Dynamical systems (DSs) provide a framework for high flexibility, robustness, and control reliability and are widely used in motion planning and physical human-robot interaction. The properties of the DS directly determine the robot's specific motion patterns and the performance of the closed-loop control system. In this paper, we establish a quantitative relationship between stiffness properties and DS. We propose a stiffness encoding framework to modulate DS properties by embedding specific stiffnesses. In particular, from the perspective of the closed-loop control system's passivity, a conservative DS is learned by encoding a conservative stiffness. The generated DS has a symmetric attraction behavior and a variable stiffness profile. The proposed method is applicable to demonstration trajectories belonging to different manifolds and types (e.g., closed and self-intersecting trajectories), and the closed-loop control system is always guaranteed to be passive in different cases. For controllers tracking the general DS, the passivity of the system needs to be guaranteed by the energy tank. We further propose a generic vector field decomposition strategy based on conservative stiffness, which effectively slows down the decay rate of energy in the energy tank and improves the stability margin of the control system. Finally, a series of simulations in various scenarios and experiments on planar and curved motion tasks demonstrate the validity of our theory and methodology.

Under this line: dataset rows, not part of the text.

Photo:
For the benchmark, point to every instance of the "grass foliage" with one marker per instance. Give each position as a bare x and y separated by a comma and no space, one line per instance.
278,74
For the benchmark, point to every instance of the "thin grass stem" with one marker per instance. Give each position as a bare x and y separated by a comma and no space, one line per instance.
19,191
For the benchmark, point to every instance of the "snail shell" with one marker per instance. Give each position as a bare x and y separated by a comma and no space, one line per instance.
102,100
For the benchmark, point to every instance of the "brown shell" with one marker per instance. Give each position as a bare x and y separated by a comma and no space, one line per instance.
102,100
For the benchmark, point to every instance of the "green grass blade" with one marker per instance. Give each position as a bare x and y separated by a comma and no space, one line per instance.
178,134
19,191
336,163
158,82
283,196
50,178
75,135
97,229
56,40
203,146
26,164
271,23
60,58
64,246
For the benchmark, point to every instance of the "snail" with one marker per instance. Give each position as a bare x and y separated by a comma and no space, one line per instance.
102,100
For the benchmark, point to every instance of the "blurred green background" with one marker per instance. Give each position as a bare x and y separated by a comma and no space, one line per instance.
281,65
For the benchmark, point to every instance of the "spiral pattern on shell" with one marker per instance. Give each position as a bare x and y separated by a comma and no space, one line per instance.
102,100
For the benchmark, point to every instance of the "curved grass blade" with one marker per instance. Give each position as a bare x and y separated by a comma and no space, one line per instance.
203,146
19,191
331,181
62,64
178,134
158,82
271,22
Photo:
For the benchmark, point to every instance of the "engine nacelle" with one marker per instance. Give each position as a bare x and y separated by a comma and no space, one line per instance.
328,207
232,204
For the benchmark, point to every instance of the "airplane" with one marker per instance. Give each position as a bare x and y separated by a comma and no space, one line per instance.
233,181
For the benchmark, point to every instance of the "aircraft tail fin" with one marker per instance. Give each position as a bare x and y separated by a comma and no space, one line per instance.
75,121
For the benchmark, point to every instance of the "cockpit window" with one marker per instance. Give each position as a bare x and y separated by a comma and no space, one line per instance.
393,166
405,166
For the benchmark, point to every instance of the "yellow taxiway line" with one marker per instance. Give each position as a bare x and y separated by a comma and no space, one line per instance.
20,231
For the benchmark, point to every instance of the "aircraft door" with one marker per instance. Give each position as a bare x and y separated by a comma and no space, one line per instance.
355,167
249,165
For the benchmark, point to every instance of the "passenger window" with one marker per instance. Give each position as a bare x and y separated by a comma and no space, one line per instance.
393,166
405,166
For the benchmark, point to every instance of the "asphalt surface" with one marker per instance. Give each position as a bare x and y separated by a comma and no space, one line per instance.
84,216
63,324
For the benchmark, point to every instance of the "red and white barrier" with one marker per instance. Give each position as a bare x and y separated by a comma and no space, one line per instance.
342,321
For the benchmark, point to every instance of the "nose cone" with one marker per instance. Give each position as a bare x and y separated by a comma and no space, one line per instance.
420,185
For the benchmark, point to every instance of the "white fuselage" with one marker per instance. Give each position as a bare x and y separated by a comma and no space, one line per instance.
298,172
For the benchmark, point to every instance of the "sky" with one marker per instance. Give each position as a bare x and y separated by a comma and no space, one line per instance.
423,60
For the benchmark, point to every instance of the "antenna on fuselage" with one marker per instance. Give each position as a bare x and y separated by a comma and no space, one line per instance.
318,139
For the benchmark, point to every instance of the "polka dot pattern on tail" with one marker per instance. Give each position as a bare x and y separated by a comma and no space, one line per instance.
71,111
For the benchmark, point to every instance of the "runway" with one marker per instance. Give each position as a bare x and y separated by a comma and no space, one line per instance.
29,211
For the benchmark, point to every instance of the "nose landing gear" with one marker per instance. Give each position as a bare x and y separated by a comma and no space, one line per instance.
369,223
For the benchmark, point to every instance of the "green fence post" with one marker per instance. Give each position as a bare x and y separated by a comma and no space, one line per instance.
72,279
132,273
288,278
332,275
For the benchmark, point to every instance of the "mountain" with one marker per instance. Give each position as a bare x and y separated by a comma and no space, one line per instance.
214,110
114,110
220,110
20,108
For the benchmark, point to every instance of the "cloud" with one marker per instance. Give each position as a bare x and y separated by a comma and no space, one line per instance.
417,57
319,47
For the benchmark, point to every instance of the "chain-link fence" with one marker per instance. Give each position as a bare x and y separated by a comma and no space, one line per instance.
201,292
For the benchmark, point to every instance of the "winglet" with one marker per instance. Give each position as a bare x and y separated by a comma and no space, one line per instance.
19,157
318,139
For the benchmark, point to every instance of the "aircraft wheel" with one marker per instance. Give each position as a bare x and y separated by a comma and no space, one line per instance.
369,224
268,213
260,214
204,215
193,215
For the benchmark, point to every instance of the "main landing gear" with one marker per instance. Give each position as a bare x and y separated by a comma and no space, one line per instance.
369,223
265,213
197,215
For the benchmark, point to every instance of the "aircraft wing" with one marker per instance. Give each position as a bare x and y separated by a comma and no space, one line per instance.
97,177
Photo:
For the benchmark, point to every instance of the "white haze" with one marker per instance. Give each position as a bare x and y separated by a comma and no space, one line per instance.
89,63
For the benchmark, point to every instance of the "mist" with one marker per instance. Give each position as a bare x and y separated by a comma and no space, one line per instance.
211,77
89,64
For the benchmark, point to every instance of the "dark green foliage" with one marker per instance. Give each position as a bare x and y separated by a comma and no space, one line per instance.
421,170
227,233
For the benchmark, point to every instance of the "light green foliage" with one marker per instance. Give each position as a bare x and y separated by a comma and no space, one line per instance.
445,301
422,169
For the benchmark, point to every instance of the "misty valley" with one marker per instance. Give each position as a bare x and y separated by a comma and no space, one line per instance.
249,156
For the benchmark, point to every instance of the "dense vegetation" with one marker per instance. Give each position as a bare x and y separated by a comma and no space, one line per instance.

翻译：动力系统（DSs）为高灵活性、鲁棒性和控制可靠性提供了框架，广泛应用于运动规划和人机物理交互中。动力系统的特性直接决定了机器人的具体运动模式以及闭环控制系统的性能。本文建立了刚度特性与动力系统之间的定量关系。我们提出了一种刚度编码框架，通过嵌入特定刚度来调制动力系统的特性。特别地，从闭环控制系统无源性的角度出发，通过编码保守刚度来学习保守动力系统。所生成的动力系统具有对称吸引行为和可变刚度分布。所提方法适用于属于不同流形和类型（如闭合和自相交轨迹）的示教轨迹，且在不同情况下始终保证闭环控制系统具有无源性。对于跟踪一般动力系统的控制器，系统的无源性需要通过能量库来保证。我们进一步提出了一种基于保守刚度的通用矢量场分解策略，该策略有效减缓了能量库中能量的衰减速率，提高了控制系统的稳定裕度。最后，通过多种场景下的系列仿真以及在平面和曲面运动任务上的实验，验证了我们理论与方法的有效性。